Adrianus Aug. Serviano Cos. S.


« Ægyptum quam mihi laudabas, Serviane charissime, totam didici, levem, pendulam, et ad omnia famæ momenta volitantem. Illi qui Serapin colunt christiani sunt ; et devoti sunt Serapi, qui se Christi episcopos dicunt. Nemo illic archisynagogus Judæorum, nemo Samarites, nemo christianorum presbyter, non mathematicus, non aruspex, non aliptes. Ipse ille patriarcha, quum Egyptum venerit, ab aliis Serapidem adorare, ab aliis cogitur Christum. Genus hominum seditiosissimum, vanissimum, injuriosissimum : civitas opulenta, dives, fœcunda, in qua nemo

  1. Tome II, page 406. (Note de Voltaire.)

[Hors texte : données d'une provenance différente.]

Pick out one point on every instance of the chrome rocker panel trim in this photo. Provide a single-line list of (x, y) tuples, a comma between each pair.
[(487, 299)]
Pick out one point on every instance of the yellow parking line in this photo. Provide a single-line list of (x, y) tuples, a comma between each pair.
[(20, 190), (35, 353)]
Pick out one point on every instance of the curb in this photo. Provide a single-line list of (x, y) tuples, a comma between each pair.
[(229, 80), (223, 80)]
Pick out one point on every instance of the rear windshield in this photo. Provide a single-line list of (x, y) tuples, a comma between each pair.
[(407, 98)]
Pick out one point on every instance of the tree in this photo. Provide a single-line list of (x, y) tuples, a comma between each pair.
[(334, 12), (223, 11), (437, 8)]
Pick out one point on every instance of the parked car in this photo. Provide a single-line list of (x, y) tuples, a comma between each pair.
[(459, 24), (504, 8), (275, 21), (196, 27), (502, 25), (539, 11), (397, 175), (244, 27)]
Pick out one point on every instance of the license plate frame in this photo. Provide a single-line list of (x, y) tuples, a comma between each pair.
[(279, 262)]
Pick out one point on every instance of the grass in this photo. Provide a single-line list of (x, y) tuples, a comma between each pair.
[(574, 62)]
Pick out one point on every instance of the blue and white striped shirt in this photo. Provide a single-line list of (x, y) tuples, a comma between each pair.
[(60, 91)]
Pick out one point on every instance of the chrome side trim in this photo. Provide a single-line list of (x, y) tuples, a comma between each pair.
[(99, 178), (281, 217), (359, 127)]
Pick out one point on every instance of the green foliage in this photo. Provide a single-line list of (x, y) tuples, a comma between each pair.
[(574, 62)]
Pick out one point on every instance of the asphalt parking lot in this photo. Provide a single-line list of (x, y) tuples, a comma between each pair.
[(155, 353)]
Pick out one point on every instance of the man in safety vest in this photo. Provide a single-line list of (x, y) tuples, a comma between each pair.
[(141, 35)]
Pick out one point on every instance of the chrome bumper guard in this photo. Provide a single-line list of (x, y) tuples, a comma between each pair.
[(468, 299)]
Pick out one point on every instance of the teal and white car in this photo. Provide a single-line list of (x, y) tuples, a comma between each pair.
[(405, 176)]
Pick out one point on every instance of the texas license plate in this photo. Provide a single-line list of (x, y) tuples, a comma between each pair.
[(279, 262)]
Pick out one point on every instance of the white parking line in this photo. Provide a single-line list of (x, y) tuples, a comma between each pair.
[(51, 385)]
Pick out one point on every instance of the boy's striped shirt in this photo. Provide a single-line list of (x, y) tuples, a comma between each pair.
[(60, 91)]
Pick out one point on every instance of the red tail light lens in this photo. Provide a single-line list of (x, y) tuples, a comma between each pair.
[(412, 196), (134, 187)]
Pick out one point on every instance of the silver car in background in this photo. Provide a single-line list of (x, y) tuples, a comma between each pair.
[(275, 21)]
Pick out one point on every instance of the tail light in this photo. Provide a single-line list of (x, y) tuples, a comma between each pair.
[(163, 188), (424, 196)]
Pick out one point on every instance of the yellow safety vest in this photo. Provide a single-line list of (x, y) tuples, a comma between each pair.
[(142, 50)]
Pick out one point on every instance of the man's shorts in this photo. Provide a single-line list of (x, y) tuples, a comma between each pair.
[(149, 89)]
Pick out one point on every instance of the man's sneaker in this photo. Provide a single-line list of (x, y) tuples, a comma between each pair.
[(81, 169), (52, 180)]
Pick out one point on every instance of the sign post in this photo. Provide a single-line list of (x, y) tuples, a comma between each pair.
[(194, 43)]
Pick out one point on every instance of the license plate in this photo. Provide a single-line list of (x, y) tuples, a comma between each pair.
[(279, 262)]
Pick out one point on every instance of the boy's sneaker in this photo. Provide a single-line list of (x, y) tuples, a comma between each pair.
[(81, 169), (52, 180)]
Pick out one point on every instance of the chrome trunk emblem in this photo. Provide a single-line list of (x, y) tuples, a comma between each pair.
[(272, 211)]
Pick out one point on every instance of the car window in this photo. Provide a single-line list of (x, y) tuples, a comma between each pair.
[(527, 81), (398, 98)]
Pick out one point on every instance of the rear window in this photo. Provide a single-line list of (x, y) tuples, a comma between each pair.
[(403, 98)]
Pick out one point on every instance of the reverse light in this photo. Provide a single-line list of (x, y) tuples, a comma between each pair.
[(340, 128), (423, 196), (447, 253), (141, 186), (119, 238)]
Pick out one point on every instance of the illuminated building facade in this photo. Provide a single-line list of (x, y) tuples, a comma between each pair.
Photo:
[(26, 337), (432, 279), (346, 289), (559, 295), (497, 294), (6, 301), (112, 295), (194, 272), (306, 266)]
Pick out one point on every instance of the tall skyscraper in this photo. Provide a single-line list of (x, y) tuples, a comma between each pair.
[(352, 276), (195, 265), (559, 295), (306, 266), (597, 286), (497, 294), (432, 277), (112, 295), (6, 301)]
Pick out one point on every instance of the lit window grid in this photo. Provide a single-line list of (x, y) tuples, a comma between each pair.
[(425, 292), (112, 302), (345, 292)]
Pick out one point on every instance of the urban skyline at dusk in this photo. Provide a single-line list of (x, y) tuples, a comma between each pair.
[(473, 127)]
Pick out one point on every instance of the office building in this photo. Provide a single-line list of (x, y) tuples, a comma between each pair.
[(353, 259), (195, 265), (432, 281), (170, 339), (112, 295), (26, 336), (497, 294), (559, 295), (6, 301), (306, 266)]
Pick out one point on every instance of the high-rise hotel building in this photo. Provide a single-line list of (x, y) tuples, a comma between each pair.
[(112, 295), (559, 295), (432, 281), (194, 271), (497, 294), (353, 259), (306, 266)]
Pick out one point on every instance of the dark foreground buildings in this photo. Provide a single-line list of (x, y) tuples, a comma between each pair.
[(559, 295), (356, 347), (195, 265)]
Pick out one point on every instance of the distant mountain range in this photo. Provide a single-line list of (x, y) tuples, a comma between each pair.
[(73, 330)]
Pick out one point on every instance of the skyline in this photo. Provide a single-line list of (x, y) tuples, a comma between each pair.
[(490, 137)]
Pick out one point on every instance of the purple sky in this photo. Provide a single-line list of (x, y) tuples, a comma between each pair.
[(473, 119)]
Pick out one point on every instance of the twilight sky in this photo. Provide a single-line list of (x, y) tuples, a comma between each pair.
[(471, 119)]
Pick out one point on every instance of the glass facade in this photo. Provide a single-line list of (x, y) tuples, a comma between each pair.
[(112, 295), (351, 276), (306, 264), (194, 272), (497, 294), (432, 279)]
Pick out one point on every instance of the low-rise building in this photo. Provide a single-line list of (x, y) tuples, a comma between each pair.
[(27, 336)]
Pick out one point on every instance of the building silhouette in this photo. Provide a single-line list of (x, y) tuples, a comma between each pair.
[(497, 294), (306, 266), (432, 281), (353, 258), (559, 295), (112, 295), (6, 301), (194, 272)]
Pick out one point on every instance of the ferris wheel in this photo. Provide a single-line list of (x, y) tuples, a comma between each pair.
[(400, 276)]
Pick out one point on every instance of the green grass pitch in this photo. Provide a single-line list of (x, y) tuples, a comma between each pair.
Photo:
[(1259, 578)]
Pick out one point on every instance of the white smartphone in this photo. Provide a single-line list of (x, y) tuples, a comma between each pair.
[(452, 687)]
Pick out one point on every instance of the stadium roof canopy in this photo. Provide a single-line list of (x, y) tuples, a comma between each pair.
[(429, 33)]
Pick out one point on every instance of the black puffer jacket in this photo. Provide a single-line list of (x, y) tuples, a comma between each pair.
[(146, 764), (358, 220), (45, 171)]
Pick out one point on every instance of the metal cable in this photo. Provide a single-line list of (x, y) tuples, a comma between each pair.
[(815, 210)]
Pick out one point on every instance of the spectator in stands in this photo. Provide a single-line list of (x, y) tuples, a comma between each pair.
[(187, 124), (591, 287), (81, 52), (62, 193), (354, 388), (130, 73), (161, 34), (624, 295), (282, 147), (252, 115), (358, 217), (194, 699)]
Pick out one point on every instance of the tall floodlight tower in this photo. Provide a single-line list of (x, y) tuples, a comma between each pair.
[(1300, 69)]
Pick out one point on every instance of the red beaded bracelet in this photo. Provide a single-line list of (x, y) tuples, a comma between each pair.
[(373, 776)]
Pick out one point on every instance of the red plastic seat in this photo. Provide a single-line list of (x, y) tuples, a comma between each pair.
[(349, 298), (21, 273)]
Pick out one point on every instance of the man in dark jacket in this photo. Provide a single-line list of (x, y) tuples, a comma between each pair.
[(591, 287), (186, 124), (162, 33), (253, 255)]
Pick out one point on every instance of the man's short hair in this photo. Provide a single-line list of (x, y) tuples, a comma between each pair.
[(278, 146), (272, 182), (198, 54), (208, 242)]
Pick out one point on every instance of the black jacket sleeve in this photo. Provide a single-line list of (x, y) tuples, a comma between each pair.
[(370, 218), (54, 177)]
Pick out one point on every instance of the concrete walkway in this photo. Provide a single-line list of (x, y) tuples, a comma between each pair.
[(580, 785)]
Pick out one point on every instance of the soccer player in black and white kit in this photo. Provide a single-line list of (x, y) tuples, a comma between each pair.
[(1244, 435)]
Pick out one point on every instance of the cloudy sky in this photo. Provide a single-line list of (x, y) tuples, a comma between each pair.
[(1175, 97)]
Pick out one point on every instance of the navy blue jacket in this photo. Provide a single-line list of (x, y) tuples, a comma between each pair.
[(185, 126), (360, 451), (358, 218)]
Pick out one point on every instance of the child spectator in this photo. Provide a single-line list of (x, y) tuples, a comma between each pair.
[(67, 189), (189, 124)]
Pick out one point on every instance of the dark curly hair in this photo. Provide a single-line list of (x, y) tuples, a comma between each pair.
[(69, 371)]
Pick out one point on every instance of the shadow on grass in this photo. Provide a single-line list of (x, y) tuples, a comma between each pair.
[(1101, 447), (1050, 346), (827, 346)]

  2. On traduit ici patriarcha, terme grec, par ces mots patriarche grec, parce qu’il ne peut convenir qu’à l’hiérophante des principaux mystères grecs. Les chrétiens ne commencèrent à connaître le mot de patriarche qu’au Ve siècle. Les Romains, les Égyptiens, les Juifs, ne connaissaient point ce titre. (Id.)